Когда Кел возвращается в сад, Коджак вынюхивает поросль у сарая, а на забор опирается Март с ветчинной нарезкой в руке.
– Ишь ты поди ж ты, – говорит он, оглядывая бюро, – еще живо. Придется мне с дровами обождать.
Полуошкуренный бегунок и клок наждачки лежат в траве. Малого по имени Трей и след простыл, словно его тут и не было.
3
Несколько дней о Трее нет ни слуху ни духу. Келу не кажется, что дело разрешилось. Малой показался ему зверушкой дикой более прочих, а диким зверушкам требуется некоторое время, чтобы поразмыслить над нежданной встречей, прежде чем решиться на следующий шаг.
Льет день и ночь, слегка, но неумолимо, поэтому Кел заносит бюро в дом и вновь подступается к обоям. Этот дождь ему нравится. Нет в нем нахрапа, его постоянный ритм и запахи, какие он приносит с собой в окна, смягчают убогость дома, придают ему уют. Кел научился видеть, как меняется под дождем пейзаж, как зеленый делается насыщеннее, как поднимаются полевые цветы. Дождь ощущается союзником, а не докукой, как в городе.

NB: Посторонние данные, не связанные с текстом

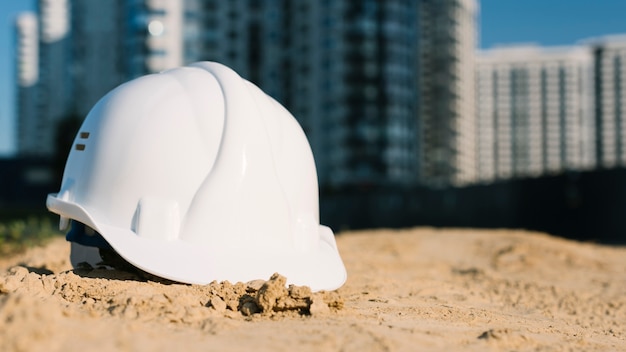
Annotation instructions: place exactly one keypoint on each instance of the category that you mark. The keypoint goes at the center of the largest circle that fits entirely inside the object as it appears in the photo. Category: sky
(544, 22)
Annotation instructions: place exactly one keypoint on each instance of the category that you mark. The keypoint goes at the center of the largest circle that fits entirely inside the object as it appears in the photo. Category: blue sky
(546, 22)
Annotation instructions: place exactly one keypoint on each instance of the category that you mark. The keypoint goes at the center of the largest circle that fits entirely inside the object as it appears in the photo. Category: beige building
(534, 111)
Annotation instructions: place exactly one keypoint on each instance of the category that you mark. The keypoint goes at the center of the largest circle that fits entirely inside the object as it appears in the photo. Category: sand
(407, 290)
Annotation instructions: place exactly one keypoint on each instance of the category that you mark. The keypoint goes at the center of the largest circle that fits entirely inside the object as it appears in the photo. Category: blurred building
(534, 111)
(446, 109)
(96, 49)
(27, 74)
(54, 88)
(153, 36)
(610, 99)
(44, 87)
(383, 89)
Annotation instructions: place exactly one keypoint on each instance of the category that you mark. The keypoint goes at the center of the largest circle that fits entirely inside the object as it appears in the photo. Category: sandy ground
(418, 289)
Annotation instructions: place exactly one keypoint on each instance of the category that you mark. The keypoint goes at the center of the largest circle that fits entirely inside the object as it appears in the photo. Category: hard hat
(194, 175)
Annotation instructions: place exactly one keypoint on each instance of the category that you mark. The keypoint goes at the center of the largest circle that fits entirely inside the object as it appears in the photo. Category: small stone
(218, 304)
(319, 307)
(254, 285)
(248, 308)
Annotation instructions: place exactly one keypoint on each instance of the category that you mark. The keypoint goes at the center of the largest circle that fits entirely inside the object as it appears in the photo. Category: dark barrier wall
(585, 206)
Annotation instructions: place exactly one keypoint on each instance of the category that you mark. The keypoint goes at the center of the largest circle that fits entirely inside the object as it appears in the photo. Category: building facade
(446, 115)
(534, 111)
(54, 87)
(96, 51)
(610, 100)
(27, 74)
(352, 73)
(381, 88)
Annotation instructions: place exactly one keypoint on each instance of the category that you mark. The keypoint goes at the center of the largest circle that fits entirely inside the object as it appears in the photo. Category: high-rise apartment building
(534, 111)
(54, 86)
(610, 99)
(152, 36)
(446, 109)
(27, 74)
(382, 88)
(96, 51)
(352, 73)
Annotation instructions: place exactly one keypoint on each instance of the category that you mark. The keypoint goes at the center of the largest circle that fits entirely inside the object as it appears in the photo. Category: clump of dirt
(106, 292)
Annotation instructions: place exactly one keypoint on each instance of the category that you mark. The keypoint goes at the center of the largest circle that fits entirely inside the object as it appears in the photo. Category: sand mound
(419, 289)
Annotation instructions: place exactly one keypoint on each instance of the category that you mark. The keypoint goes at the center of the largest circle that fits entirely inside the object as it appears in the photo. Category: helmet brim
(320, 267)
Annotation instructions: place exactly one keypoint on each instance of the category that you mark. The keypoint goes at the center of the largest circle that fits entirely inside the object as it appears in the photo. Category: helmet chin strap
(86, 236)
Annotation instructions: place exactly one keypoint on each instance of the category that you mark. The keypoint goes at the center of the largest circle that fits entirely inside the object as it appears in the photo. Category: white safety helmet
(194, 175)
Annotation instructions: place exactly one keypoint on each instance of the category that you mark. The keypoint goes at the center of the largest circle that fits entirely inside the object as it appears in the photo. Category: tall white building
(97, 51)
(534, 111)
(27, 69)
(610, 97)
(153, 36)
(352, 72)
(446, 115)
(54, 86)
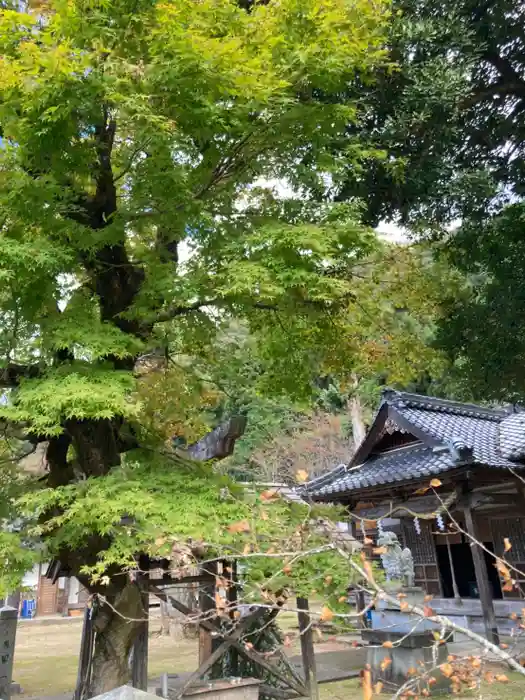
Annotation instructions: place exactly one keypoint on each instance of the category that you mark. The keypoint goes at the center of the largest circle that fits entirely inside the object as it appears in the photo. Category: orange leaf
(446, 670)
(269, 495)
(503, 570)
(380, 550)
(368, 570)
(241, 526)
(385, 663)
(326, 614)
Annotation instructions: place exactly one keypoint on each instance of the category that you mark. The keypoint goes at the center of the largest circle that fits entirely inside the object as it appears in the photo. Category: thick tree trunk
(116, 630)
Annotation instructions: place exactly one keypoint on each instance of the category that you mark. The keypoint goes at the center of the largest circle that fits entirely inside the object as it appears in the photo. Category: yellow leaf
(326, 614)
(446, 670)
(503, 570)
(385, 663)
(269, 495)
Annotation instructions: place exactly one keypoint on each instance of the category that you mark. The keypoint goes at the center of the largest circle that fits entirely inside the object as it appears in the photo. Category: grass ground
(46, 660)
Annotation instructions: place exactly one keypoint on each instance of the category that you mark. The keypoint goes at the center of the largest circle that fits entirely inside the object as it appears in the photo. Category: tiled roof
(450, 435)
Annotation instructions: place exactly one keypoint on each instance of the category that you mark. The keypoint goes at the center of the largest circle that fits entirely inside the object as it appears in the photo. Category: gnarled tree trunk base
(117, 624)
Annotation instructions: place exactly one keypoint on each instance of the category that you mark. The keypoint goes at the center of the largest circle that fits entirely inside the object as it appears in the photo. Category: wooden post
(139, 667)
(307, 648)
(85, 656)
(453, 574)
(482, 575)
(232, 605)
(206, 605)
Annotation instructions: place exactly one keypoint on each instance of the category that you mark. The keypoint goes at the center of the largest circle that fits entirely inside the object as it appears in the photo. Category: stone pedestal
(8, 620)
(413, 652)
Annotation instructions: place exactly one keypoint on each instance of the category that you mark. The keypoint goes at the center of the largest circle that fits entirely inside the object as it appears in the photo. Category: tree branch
(11, 374)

Кел более-менее уверен, что малой не станет поганить ему дом, когда Кела в нем нет, – уверен настолько, что когда в субботу вечером дождь наконец стихает, отправляется в деревенский паб. Идти до него две мили – достаточно, чтобы в плохую погоду Кел сидел дома. Март и старичье в пабе находят потешным это его настойчивое желание ходить пешком – до того потешным, что едут рядом с ним в машине, поощряя криками или по-пастушьему его понукая. Келу кажется, что его громкий, ворчливый, престарелый красный “мицубиси-паджеро” слишком заметен и привлечет внимание любого скучающего легавого, болтающегося по округе, а дурное это дело – попадаться на вождении в нетрезвом виде, когда ему еще не выдали лицензию на оружие: в ней же могут и отказать, если узнают о его неумеренных привычках.
– Да и не должны они тебе ружье выписать, по-любому, – сообщил ему бармен Барти, когда Кел упомянул при нем об этом.
– Это еще почему?
– Ты ж американец. Вы у себя там все свихнулись на оружии. Палите из него за любой чих. Пристрелить можете кого-нибудь просто за то, что человек последнюю упаковку “Твинков”[13 - Twinkie (c 1930) – американская торговая марка бисквитных пирожных с кремовой начинкой.] купил в лавке. Нам всем остальным тут опасно станет.
– Много ты понимаешь в “Твинках”! – возразил Март из угла, где он устроился за пинтой с двумя приятелями. Как сосед Кела Март считает, что это его ответственность – вступаться, когда Келу достается подколка-другая. – Где твое детство, а где “Твинки”.
– Я, что ли, два года в Нью-Йорке на кранах не отработал? Йил я “Твинки”. Дрянь ебучая.
– И что, подстрелил тебя кто?
– Не подстрелил. Ума им хватило.
– А зря, – встрял один приятель Марта. – Тогда, может, бармен у нас был бы такой, кто путную шапку на пинту справить умеет.
– Нет тебе сюда ходу больше, – сказал ему Барти. – И поглядел бы я, как бы у него получилось.